StoriesBack to Stories

Riding the Trolleybus

Photo of Syarra riding the trolley bus

By Syarra G. (YES Abroad 2022-2023, placed in Bosnia and Herzegovina)

On my third day in Bosnia and Herzegovina, my host brother showed me how to walk to the bus station. It was a Sunday, and he and my host nephew walked with me to the trolleybuses to show me which one I could take to get into the city. The station was full of different buses and routes. The following day, I would be going to our orientation alone. I remember thinking at the time that this would be really complicated. My city back home didn't really have a lot of public transit, so it was completely new to me. The following day, I got up and walked to the station like I was shown, and the bus just didn't come for around half an hour. I didn't know what to do. That day, I was late for orientation, and I learned to be prepared for anything.

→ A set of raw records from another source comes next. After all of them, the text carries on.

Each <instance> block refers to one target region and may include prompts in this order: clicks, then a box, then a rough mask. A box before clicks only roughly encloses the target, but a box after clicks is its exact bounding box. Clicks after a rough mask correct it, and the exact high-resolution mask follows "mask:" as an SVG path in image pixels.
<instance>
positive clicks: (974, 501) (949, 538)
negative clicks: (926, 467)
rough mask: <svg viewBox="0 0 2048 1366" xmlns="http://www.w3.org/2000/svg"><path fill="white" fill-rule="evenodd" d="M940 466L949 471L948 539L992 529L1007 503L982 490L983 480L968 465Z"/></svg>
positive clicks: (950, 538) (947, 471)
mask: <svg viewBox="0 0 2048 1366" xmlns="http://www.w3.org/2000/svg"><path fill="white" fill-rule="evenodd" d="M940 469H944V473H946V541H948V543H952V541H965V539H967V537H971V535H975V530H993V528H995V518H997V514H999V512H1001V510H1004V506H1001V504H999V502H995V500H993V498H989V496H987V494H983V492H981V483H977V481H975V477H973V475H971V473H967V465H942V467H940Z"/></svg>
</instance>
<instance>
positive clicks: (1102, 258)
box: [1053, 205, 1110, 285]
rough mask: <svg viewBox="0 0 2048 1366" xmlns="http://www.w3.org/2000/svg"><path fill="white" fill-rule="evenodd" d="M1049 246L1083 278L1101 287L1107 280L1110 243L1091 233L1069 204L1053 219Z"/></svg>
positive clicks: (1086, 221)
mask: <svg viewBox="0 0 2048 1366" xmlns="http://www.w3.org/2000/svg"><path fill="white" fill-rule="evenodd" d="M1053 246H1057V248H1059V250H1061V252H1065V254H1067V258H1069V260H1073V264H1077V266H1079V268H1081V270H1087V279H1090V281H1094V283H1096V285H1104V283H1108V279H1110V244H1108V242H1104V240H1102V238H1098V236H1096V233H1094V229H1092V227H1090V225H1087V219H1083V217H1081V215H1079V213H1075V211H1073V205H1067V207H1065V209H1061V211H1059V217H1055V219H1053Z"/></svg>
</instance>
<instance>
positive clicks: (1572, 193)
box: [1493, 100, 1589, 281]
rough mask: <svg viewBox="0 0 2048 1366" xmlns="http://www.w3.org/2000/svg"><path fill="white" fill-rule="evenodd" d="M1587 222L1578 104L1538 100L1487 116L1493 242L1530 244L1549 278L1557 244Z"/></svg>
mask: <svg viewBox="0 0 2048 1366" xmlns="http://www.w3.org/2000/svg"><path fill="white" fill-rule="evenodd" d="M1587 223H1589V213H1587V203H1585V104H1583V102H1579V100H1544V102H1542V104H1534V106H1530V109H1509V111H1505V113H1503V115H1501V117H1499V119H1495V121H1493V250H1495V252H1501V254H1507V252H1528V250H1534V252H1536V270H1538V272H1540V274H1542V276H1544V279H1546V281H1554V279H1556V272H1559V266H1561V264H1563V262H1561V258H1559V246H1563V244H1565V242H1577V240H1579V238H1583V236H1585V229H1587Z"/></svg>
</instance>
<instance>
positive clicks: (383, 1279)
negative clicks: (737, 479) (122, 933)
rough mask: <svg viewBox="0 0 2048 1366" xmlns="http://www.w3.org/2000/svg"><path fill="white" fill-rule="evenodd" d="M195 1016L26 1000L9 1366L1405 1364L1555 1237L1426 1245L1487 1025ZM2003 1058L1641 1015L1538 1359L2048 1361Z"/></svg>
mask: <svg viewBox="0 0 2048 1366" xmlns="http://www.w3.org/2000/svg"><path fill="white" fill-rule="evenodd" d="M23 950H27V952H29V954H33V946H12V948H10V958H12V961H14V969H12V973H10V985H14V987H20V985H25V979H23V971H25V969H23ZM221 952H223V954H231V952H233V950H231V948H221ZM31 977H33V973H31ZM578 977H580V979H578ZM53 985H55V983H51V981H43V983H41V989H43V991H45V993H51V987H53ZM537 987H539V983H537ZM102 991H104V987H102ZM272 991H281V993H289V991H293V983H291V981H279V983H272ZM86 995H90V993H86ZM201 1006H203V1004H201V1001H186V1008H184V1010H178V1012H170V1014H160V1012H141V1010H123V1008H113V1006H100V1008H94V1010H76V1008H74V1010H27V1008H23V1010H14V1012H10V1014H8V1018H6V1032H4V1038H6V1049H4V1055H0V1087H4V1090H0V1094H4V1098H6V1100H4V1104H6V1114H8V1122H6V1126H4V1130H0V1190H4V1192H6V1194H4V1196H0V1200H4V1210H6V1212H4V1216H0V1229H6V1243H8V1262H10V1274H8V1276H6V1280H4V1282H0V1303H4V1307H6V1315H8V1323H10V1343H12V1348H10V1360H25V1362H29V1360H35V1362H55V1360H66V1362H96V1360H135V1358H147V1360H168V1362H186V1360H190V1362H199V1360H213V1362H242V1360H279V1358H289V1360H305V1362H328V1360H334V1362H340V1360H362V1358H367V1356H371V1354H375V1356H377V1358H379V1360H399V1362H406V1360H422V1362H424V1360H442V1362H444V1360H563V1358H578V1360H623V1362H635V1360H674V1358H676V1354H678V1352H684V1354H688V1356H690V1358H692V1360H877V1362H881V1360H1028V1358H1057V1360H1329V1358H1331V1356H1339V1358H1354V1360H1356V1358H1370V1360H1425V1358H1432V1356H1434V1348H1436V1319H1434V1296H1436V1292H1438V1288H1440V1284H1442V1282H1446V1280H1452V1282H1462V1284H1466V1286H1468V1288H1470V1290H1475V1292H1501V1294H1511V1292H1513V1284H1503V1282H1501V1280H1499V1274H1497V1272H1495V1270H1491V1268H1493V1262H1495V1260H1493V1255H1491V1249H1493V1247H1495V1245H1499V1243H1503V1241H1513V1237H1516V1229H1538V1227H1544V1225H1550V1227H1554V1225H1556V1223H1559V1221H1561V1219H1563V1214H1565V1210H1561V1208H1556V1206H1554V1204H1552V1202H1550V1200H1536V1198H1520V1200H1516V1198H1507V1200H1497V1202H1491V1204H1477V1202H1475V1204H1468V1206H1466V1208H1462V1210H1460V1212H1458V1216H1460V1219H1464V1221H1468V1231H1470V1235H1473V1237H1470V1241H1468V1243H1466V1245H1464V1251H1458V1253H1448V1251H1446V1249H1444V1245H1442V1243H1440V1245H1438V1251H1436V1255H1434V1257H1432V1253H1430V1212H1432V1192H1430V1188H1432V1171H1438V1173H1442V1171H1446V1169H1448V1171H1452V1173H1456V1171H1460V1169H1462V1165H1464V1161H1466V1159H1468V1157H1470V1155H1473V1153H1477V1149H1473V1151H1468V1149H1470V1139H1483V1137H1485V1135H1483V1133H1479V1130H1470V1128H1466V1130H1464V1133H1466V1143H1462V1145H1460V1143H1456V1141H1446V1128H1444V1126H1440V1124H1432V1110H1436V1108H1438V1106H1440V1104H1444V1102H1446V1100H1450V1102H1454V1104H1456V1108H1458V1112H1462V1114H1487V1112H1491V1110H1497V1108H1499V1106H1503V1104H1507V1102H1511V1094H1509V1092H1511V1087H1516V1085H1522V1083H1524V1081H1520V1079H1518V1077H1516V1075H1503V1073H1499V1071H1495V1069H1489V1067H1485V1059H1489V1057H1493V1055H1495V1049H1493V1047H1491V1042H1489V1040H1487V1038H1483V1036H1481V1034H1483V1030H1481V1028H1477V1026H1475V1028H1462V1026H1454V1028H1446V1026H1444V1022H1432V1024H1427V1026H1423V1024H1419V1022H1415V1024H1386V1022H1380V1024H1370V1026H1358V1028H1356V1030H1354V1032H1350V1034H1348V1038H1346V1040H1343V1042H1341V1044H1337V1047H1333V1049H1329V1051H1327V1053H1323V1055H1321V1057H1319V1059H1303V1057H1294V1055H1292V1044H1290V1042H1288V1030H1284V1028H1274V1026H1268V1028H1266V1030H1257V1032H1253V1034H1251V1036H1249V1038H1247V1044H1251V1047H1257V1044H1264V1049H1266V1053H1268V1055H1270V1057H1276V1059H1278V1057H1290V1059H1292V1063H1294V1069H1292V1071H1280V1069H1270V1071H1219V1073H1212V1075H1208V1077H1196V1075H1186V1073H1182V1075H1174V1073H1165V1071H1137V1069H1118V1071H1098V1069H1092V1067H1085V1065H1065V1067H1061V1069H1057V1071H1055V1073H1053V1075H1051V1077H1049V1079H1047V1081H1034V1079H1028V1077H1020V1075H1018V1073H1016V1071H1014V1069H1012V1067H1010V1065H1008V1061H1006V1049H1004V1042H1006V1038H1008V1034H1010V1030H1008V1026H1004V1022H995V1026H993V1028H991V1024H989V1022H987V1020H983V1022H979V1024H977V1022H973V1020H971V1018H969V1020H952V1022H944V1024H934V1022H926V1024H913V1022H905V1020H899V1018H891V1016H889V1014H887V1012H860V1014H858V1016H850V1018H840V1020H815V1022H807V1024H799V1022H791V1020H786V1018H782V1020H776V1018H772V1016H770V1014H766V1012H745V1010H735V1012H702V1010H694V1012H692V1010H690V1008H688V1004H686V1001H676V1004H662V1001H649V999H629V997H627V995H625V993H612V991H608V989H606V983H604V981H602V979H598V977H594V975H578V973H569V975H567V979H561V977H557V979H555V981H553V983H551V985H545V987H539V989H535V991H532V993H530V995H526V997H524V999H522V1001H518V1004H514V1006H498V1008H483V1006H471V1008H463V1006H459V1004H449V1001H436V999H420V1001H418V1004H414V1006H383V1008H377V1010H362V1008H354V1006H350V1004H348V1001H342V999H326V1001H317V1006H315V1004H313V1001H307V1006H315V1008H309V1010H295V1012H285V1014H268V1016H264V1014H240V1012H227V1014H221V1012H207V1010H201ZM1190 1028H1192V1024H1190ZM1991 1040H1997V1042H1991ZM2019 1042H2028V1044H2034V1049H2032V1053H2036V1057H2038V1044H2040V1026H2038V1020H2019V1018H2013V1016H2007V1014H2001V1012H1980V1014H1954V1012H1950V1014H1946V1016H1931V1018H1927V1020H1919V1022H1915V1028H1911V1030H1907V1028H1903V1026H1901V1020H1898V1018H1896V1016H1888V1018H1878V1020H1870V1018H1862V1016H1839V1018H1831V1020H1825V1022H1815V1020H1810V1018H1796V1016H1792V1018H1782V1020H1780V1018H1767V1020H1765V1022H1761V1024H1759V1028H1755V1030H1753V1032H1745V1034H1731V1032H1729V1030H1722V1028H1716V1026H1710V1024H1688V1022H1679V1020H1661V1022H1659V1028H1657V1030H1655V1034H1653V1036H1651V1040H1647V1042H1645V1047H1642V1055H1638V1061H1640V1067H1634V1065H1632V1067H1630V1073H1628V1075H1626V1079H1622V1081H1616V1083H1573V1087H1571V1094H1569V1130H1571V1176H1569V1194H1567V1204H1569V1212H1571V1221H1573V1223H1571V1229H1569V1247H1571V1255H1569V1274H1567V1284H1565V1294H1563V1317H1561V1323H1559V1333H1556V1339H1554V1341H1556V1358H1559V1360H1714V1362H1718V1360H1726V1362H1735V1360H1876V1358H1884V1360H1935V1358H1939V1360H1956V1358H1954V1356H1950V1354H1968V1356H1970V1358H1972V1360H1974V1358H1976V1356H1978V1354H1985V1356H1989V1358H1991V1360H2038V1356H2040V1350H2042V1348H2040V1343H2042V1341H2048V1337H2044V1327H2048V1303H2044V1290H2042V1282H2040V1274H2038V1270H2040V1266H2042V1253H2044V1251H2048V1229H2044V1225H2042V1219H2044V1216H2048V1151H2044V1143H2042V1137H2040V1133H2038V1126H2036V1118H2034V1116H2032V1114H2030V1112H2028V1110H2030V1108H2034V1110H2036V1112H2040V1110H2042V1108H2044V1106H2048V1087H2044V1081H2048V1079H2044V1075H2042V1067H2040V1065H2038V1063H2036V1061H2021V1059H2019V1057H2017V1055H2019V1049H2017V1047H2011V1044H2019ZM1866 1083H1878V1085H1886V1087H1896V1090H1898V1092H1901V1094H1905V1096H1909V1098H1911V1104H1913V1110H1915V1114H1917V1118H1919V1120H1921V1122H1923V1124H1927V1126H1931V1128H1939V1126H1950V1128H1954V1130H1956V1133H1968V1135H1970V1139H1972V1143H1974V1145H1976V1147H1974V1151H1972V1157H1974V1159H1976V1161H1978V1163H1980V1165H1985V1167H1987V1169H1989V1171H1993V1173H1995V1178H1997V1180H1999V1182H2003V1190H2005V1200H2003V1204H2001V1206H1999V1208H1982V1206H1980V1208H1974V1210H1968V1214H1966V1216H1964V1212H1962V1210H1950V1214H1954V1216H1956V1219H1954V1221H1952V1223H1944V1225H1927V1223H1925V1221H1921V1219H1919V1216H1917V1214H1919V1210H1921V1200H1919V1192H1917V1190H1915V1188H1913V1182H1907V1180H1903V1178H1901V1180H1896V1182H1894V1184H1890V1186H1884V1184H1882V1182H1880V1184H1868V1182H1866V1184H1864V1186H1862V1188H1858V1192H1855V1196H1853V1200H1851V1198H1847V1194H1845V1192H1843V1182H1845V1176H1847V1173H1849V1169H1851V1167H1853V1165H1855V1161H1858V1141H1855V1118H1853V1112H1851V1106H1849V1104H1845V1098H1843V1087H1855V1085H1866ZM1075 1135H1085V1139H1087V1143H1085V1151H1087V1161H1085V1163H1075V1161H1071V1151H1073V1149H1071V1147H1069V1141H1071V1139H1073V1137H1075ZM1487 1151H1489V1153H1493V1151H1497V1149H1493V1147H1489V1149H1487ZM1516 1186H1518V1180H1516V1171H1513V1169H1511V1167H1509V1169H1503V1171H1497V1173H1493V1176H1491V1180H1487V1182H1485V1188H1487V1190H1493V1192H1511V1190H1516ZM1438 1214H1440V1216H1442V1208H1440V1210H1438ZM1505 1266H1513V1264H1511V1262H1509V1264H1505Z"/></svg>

Photo of a trolley bus interior

After almost eight months here, this is now just part of my everyday life. I have learned how to plan for my long commute. I wake up, walk ten minutes to the station, wait for the trolley bus, ride the trolley for 35 minutes, get off, and walk 10 minutes to school. When I first got here, I did not enjoy the commute. It was stressful and long, but I have come to enjoy it for three reasons.

The first is that in many ways, on the buses, you learn a ton about the culture. You see people on a crowded bus, all on a long commute, and yet anytime there is a baby stroller, a couple of men will get off the trolley and help the mother lift it onto the bus. You see people sitting on their phones in their own worlds, but if there is an older person who might want to sit, someone else will ask you to move for them. You see groups of school kids who get on the trolley together and hang out until one by one they get off at their stops. The trolley is a window into the real, everyday life of the people here, and that experience is worth it.

The second reason I enjoy the commute now is the connection with friends on your route. I live at the last and first stop of two routes. This means on my way to school, I am the first one on the bus and the last one off on the way home. My school has an irregular schedule, so we don't all start at the same time--it depends on the day. Despite this, I have learned which stops my friends live at, so I can expect that at the second stop, this person might get in, and at the fourth maybe someone else. The other day, we had a language class in a different part of the city, so I was at a trolley bus stop that I don't often go to. I was waiting for the trolley when I saw a friend I knew from a different high school, whom I met through Model United Nations competitions. He also lives in the same part of town as me, just three stops before. We had the next forty minutes to talk in a mix of English and Bosnian as we rode home. Sometimes just sharing the experience of the commute is enough to be friends with someone or to make your friendships stronger.

Photo of trolley bus seats

The third reason is seeing the city. The first day that I rode the bus, I was already running late for orientation. I was very focused on finding the right blue building that I had been told to get out at. Once I had memorized the stations, I got to enjoy the ride. Sometimes that means working on homework, reading a book, or listening to music, but sometimes it means just staring out the window and seeing a different perspective of Sarajevo. My favorite is there is this one stretch in between two stops where the trolley is at the top of this road looking down on the whole city. It is beautiful.

There are still some days when you don't want to have two hours on a bus. When you are in a hurry to get to school or home. When you are waiting in the rain and the skies are cloudy and you just want to get to where you are going. But, even on those days, it is a new experience. You are living in a new city and meeting tons of new people. Maybe that day you will see a friend on the bus, or an old lady at the bus station will ask you a question and you get to practice your language. Or maybe something interesting happened at school and you can have an hour to think. Maybe these days are not the most spectacular, but they are each unique and interesting. When I first found out that I would be living far from my school, I definitely did not expect that that would add to the experience. While there are lots of cool things you get to do on the program, sometimes it is the most mundane everyday experiences like riding a trolley bus that teach you the most. And while I never would have predicted it, I believe it will be one of the things I miss when I return to the United States.